Myths & facts about Swiss Water Decaf Process decaffeinated coffee
Myth or Fact? You can't compete in barista competitions with decaf coffee?
Cole Torode, Canadian Barista Champion who placed third in the 2020 National Competition, presented Swiss Water Process Geisha in espresso and cappuccino formats with the goal of driving home decaf's flavour potential.
Myth or Fact? Decaf needs to be brewed differently from caffeinated coffee.
Because caffeine is soluble, and the Swiss Water Process removes caffeine, there is less to extract in decaffeinated coffee. So, decaf coffee roasted and brewed in the same fashion as non-decaf will have a lower resulting strength in the cup.
So, we recommend using a higher brew ration (more coffee to water) for decaf coffee.
Myth or Fact? The decaffeination process affects the moisture content of the green coffee.
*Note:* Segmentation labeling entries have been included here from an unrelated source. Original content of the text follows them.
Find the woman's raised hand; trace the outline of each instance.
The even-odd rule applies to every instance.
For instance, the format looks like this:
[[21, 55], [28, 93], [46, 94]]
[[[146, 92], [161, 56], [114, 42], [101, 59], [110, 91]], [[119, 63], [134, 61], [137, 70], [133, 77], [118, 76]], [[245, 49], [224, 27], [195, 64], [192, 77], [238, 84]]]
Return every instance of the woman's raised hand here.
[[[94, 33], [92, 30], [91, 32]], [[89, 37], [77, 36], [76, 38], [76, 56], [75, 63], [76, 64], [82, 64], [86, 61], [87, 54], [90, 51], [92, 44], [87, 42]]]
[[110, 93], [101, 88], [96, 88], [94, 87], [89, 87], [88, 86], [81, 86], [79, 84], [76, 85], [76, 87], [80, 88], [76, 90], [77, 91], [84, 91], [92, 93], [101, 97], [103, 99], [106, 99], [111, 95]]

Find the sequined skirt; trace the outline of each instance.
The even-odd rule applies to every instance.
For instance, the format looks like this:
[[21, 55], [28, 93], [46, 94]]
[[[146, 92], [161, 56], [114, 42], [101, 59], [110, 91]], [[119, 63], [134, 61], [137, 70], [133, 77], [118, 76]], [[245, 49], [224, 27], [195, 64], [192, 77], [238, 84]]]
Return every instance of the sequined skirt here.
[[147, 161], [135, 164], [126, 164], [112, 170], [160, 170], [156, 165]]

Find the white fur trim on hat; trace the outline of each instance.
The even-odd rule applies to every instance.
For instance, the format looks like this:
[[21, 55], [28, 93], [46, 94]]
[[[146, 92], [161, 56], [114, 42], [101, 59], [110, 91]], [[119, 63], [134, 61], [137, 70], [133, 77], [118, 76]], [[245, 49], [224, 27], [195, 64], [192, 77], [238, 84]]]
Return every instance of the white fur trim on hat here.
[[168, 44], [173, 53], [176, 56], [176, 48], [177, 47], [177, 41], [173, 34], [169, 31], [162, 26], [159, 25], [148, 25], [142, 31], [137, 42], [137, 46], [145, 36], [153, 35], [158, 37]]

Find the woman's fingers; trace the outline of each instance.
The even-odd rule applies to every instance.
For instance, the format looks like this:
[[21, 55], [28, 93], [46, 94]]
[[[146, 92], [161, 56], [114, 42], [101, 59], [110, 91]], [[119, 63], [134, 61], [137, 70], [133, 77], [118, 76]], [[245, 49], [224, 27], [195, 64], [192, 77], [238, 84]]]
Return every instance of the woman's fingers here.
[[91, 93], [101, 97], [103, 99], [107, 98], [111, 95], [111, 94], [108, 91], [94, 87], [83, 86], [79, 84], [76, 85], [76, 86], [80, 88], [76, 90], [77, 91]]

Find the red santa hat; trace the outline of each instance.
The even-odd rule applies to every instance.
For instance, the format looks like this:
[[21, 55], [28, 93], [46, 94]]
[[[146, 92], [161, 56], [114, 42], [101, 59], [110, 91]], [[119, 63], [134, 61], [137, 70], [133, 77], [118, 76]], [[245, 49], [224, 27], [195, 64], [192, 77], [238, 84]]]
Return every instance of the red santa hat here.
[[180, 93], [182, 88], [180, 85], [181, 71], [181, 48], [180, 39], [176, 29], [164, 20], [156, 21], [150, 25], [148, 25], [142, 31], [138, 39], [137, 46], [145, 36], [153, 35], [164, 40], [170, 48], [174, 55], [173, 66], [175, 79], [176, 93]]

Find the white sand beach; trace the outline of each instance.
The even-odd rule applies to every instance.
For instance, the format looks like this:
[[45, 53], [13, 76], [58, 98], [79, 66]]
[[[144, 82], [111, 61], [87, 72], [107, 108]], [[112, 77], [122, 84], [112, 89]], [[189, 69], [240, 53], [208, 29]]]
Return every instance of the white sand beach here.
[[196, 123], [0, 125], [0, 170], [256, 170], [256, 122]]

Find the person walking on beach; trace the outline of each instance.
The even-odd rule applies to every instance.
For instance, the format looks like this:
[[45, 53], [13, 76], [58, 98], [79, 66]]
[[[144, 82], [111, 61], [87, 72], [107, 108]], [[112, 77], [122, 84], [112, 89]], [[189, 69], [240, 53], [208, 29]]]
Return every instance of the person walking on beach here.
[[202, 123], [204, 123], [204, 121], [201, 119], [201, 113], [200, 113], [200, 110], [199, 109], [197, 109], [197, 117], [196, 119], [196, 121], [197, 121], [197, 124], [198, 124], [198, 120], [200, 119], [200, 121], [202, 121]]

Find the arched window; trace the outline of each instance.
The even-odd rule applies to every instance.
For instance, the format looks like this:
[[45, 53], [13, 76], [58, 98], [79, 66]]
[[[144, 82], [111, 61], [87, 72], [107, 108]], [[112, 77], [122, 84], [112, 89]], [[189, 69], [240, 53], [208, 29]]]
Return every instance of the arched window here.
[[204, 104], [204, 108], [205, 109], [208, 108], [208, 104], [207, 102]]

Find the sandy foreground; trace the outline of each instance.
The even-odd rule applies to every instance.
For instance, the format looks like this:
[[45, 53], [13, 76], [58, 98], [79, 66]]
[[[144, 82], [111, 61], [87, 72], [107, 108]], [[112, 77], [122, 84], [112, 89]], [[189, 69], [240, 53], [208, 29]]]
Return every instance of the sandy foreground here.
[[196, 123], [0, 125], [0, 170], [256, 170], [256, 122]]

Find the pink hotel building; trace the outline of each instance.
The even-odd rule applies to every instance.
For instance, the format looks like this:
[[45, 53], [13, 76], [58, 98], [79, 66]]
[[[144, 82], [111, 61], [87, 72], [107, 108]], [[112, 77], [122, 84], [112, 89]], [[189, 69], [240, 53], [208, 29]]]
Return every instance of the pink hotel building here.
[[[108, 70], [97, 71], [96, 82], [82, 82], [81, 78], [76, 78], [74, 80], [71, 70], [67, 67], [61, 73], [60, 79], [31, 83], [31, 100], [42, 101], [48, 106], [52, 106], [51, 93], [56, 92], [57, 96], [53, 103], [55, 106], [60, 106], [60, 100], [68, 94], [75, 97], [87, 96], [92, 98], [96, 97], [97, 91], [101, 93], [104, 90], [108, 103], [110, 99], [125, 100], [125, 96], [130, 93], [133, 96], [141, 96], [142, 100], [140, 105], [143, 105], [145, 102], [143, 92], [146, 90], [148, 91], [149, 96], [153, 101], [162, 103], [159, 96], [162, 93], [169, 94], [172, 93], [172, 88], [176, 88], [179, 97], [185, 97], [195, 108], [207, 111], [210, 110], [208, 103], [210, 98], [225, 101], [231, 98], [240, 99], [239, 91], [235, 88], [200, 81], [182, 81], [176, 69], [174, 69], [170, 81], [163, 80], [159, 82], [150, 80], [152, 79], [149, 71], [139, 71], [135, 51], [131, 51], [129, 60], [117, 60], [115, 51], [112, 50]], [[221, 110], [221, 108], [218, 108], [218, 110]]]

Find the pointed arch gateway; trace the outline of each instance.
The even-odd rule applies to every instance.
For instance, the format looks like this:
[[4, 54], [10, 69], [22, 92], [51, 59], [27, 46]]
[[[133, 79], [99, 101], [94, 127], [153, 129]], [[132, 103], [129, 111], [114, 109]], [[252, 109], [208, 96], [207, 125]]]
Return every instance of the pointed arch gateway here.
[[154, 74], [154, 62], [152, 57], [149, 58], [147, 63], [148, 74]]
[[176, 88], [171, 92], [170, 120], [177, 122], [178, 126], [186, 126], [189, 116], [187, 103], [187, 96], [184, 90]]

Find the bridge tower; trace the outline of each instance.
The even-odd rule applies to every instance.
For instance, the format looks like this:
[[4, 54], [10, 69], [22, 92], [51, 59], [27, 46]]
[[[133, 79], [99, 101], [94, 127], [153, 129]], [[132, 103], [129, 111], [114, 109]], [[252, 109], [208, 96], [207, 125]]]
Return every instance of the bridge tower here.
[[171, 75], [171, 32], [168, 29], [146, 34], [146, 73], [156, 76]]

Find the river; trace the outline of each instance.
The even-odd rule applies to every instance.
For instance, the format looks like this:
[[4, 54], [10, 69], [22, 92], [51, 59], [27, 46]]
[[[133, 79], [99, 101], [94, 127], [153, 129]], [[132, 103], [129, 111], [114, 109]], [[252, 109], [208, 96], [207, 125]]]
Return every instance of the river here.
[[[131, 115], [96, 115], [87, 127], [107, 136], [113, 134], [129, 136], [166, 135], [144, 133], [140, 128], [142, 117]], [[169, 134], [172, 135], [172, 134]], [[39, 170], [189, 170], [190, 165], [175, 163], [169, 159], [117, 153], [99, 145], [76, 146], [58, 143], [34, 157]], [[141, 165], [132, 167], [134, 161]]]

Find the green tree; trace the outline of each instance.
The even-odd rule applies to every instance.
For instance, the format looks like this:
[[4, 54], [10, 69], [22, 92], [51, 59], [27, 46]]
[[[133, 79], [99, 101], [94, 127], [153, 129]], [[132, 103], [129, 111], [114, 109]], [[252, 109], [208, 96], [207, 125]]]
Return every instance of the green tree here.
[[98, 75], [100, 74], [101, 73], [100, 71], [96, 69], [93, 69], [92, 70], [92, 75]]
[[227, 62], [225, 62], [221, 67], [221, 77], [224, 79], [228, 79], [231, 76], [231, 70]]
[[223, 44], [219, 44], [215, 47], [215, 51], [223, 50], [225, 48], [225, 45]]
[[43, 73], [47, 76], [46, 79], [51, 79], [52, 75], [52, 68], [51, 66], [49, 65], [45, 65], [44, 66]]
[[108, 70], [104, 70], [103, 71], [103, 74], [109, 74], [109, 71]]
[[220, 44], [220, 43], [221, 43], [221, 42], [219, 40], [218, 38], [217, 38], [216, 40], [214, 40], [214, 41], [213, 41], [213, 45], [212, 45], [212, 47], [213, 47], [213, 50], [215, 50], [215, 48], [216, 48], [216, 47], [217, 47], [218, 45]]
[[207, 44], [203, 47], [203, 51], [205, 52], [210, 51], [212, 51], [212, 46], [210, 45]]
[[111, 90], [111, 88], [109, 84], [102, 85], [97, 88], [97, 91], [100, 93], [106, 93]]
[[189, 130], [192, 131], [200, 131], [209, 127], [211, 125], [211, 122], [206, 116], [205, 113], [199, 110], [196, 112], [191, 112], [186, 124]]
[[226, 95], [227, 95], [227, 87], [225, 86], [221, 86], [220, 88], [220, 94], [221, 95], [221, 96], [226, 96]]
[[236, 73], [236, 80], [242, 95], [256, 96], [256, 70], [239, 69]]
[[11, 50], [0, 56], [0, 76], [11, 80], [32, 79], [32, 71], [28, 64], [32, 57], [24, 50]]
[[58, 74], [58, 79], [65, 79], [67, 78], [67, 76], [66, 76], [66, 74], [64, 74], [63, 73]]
Due to the hydration in every decaffeinaton method, decaf coffee needs to be re-dried. Thus decaf coffees will have a different moisture content than before they were processed.
Myth or Fact? Roast development affects the caffeine content of coffee.
In 2020, Swiss Water Decaf conducted an experiment roasting a coffee five times and measuring the caffeine content. They found no consistent trend relating roast style to caffeine content.
Myth or Fact? Roasting decaf is the same as roasting caffeinated coffee.
During the decaffeination process the cellular structure of the beans is changed, which is important to consider while roasting. This calls for a gentler approach in the roast process leading up to first crack. Some roasters opt for a shorter-than-average development time. Others go slower leading to first crack.